July 24 SCCR 24 informals on blind treaty produce a text, but EU and US block real movement on treaty

This evening’s informal negotiations at the SCCR 24 on the disabilities issue are over, and delegates are coming out now, with a variety of different stories. Some new document will be tabled Wednesday morning. It will have some important differences, unlike a fairly clean text that was tabled a year ago as SCCR/22/15 REV.1, which was endorsed by Argentina, Australia, Brazil, Chile, Colombia, Ecuador, the European Union and its Member States, Mexico, Norway, Paraguay, the Russian Federation, the United States of America and Uruguay.

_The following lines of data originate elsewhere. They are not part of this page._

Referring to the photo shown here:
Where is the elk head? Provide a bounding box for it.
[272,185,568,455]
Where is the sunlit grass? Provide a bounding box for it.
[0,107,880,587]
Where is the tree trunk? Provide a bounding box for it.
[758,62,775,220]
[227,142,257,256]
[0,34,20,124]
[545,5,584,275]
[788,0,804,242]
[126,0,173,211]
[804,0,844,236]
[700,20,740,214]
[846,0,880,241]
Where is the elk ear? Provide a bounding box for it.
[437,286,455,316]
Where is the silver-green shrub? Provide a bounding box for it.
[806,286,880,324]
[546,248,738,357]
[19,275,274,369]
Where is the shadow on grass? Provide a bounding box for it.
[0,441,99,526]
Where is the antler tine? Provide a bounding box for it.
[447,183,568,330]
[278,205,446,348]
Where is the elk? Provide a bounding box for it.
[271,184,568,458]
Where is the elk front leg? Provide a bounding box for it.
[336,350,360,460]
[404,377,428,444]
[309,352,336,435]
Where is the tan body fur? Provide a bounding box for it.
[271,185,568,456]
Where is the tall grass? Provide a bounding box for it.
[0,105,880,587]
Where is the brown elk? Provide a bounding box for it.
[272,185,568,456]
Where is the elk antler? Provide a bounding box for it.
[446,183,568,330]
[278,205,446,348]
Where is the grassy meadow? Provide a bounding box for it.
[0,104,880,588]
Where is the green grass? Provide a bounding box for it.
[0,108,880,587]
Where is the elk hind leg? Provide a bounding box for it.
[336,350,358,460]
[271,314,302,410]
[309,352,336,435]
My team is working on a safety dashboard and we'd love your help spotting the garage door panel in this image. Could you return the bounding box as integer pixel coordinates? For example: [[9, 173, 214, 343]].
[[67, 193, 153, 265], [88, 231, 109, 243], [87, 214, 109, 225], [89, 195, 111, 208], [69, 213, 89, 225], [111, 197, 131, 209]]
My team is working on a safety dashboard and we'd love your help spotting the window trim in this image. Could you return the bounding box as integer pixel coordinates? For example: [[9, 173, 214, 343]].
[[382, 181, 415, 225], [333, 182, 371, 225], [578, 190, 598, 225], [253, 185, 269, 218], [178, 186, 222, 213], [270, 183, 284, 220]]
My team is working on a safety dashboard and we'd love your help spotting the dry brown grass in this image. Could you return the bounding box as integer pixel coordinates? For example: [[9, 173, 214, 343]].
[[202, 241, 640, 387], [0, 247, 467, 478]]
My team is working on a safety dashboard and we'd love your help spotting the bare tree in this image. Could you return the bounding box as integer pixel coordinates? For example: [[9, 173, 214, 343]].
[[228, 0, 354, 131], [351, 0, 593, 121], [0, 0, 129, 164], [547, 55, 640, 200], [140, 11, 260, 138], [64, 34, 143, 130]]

During this week, the EU in particular, which has assembled a team of hardliners such as Dr. Silke von Lewinski, has pushed for all sorts of publisher friendly language in the text, which if accepted takes it down the road of the Appendix to the Berne or Paragraph 6 of the Doha Declaration, as a model for an agreement that will be hard to use. It is worth noting that the EU proposals are not rooted in EU legal traditions, which include robust exceptions for disabilities, but rather EU publisher wish lists. In effect, the publishers and the EU wants to turn the project into new international norms by turning exceptions into highly regulated extended licensing agreements only to be used in limited cases. The US is not resisting the EU efforts in this regard.

Wednesday morning the biggest discussion is about the nature of the instrument and the decision to convene a diplomatic conference. Until people see the new text it will be hard to know where things stand.

Together the US and the EU have been propping each other up as the no-treaty coalition, even as the US and EU both endorsed work on a treaty for broadcasters using a brand new text that has received zero consultations at home.

The secretariat, the US and some others are trying to push negotiations on to the next SCCR in November, and have the possibility but no guarantee of a diplomatic conference sometime next year. In the US scenarios, the big decisions come after the election. Other countries will push to make the decision about a diplomatic conference on Wednesday. There does not seem to be a single script. I asked The US delegation about one report that the US and others had proposed giving Gurry authority to kill a diplomatic conference on his own, effectively taking the blame without any country taking responsibility. I did not get a straight answer. The EU appears to be wanting to defer agreement on the nature of the instrument, or the decision to schedule a diplomatic conference.

If these scenarios prevail on Wednesday, this SCCR will only take an incremental step toward a treaty — just enough to escape criticism for having blocked it, while blocking the progress that was certainly possible throughout the meeting. Much of the positioning wlll be for public relations purposes, to delay, and blame the delay on someone else.